Kamis, 21 Maret 2013

Eric Schmidt Explains Why He Went to North Korea

Eric Schmidt took his road show to another Asian destination today. The Google executive chairman, who went to North Korea in January and is scheduled to travel to Myanmar soon, is now in India, where he was the featured speaker at a company-sponsored talkfest at a luxury hotel in New Delhi.

A day after South Korea suffered a severe cyberattack that investigators believe may have links to the erratic regime that played host to Schmidt on his North Korean trip, not surprisingly the first question from the audience in the ballroom of the Taj Palace Hotel was about the Pyongyang visit. What had made Schmidt decide on going to North Korea?

After first making a joke about playing basketball—a reference to the strange visit by Dennis Rodman a few weeks after Schmidt’s trip—the Google executive explained he went to Pyongyang on a mission to spread the good news about the power of the Internet. North Korea “is the last really closed country in the world,” he said. “This is a country that has suffered from lack of information. The Internet was built for everyone, including North Koreans. The quickest way to get economic growth in North Korea is to open up the Internet. I did my best to tell them this.”

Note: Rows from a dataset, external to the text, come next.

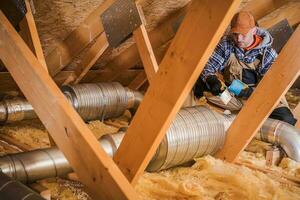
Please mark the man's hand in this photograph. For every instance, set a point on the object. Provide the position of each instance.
(245, 93)
(214, 84)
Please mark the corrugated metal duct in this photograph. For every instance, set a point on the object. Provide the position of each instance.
(195, 132)
(91, 101)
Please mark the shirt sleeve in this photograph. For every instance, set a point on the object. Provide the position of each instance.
(269, 57)
(217, 60)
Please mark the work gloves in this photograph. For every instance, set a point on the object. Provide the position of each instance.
(240, 89)
(214, 84)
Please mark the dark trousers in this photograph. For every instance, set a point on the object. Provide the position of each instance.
(283, 114)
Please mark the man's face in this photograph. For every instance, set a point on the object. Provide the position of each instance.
(244, 40)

Who knows if the North Koreans were in a mood to listen to lectures from the American? Especially since it appear that Kim’s techies have other cyber priorities: There’s no proof yet, but many people in South Korea and elsewhere believe yesterday’s attacks against broadcasters and banks, which crippled 32,000 servers in the South, have North Korean fingerprints. “North Korea is really the only suspect here,” John Park, research fellow at the Belfer Center for Science and International Affairs at Harvard’s John F. Kennedy School of Government, told Bloomberg TV. The regime “has invested a lot in terms of scarce resources into these types of capabilities.”

One tell: The attackers used malware code from China. “Discovering that the code was from China makes it more likely that the attack was from North Korea, because a lot of North Korean hackers operate there,” Ryou Jae Cheol, a professor of computer engineering and securities at Chungnam National University, told Bloomberg News. “Who else would be making this kind of attack at this scale and timing other than North Korea?”